Wednesday, February 22, 2017

The Married Woman's Guide to a Happier Afterlife

Abby Fabiaschi, I Liked My Life: a Novel

Maddy Starling doesn’t let mere physical death stop her mothering her family. She keeps monitoring her husband and daughter, trying to comfort young Eve through her grief, and helping Brady audition for his second wife. But Maddy’s family can’t move on. They haven’t yet reconciled why anyone, much less their high-spirited and involved wife and mother, would commit suicide just hours after buying ingredients for next Sunday’s dinner.

Abby Fabiaschi’s debut novel is probably directed at a primarily female audience. I say this not disparagingly, but in recognition that women have always been America’s chief producers and consumers of fiction. I also recognize that Fabiaschi’s story doesn’t follow the guy-friendly pattern of rising action, climactic conflict, and resolution. Instead it’s made of moments, a cascading pattern of highs and lows, much like a relationship. Or like life.

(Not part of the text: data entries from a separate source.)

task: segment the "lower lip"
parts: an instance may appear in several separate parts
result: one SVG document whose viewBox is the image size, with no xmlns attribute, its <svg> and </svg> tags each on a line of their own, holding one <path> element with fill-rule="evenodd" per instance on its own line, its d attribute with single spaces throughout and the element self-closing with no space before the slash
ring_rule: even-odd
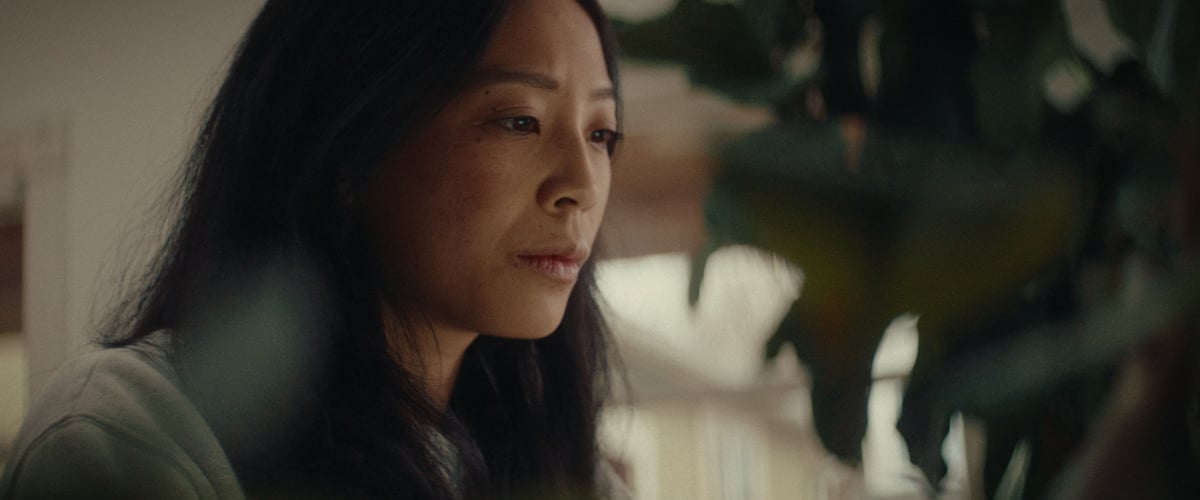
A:
<svg viewBox="0 0 1200 500">
<path fill-rule="evenodd" d="M 538 272 L 554 281 L 573 283 L 579 277 L 579 263 L 556 257 L 520 256 L 521 267 Z"/>
</svg>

Though disembodied, Maddy remains a presence in her family’s life. Not just in their memory, either; her new semi-omniscience couples with an ability to subconsciously nudge loved ones, letting her continue providing the guidance they’ve grown accustomed to. Brady and Eve are both driven Type-A personalities, who needed Maddy’s influence to soften their interactions. Now father and daughter must learn to get along without Mommy to grease the gears.

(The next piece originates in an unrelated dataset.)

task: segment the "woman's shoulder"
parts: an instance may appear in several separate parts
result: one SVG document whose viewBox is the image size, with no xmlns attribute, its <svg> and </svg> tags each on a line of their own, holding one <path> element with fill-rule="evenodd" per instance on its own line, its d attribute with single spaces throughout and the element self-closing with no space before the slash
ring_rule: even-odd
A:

Brady climbed the corporate ladder to become CFO to a ranking Massachusetts corporation (I missed what they do). He excused his marathon hours behind necessity: if I stop working, my family will lose its creature comforts. But with Maddy gone, Brady realizes he doesn’t really know the family he’s supported. Worse, he doesn’t know himself, because he’s buried his personality behind responsibilities. And he can’t heal if he can’t learn.

Sixteen-year-old Eve’s youth of privilege ends abruptly when she discovers that not money, but Maddy, protected her from life’s sharp edges. Suddenly the endless round of high-school athletics, gossip, and boyfriends seems hollow. She begins a quest most girls don’t begin until after college, the quest for meaning intrinsic to herself. As she discovers a family history of mental illness and self-destruction, that meaning seems increasingly elusive.

Abby Fabiaschi
Lesser novelists might have written this novel on maudlin themes of loss and heartbreak, of learning to build a “new normal” without the foundations we previously took for granted. Fabiaschi front-loads those themes into early chapters, then dispenses with them quickly. For her, the gap between reality and expectation, between the reality of purpose and the illusion of control, matters more. These characters learn having purpose means sacrificing treasured illusions.

Admittedly, early chapters could try readers’ patience. Eve and Brady begin the novel newly bereaved, casting about impotently for blame and explanations, that is, for illusions of control. It’s necessary to face these early chapters to have the payoff that comes later, but audiences weaned on rising action may find such introspection maudlin. Don’t be fooled. These characters invite us on their journey, and it starts in their bleakest moments.

Rising action is, arguably, readers’ illusion of control. The well-framed, writerly structure comforts us in believing the work was constructed, as Roland Barthes put it, “theologically,” with a purpose inherent to the author. When reality has us casting about helplessly, reducing us all to agnostics, at least everything we read has conscious control. At times throughout this book, we wonder if that’s true. Fabiaschi, to her credit, lets us wonder.

Interspersed among this story, told by rotating first-person narrators, the theme of Maddy’s death remains persistent. Not only does her suicide seem unmotivated, her means—jumping off Wellesley College’s library roof—seems more symbolic than practical. Though Maddy tells one-third of the novel herself, she remains remarkably cagey about the exact circumstances. Experienced readers know that, the longer a secret is withheld, the bigger it better be.

In a rare surprise for literary fiction, the twist reveal proves sufficient to reward readers’ interest. No, I won’t reveal what the characters have to earn. But suffice to say, it brings what they’ve discovered about Maddy’s life to a culmination. It emphasizes the characters’ faith in justice and purpose has merit. Though committedly unreligious, the Starlings trust the universe has an arc of justice, which will reward their unknowing.

The epilogue makes me suspect this novel has autobiographical elements. But not many. Fabiaschi creates a literary, magic-realist fantasy of incisively realistic proportions. She invites us to confront grief and loss, but also life’s annoying tendency to persist. And she reminds us that the times which most incline us toward despair are the moments that most infuse life with meaning.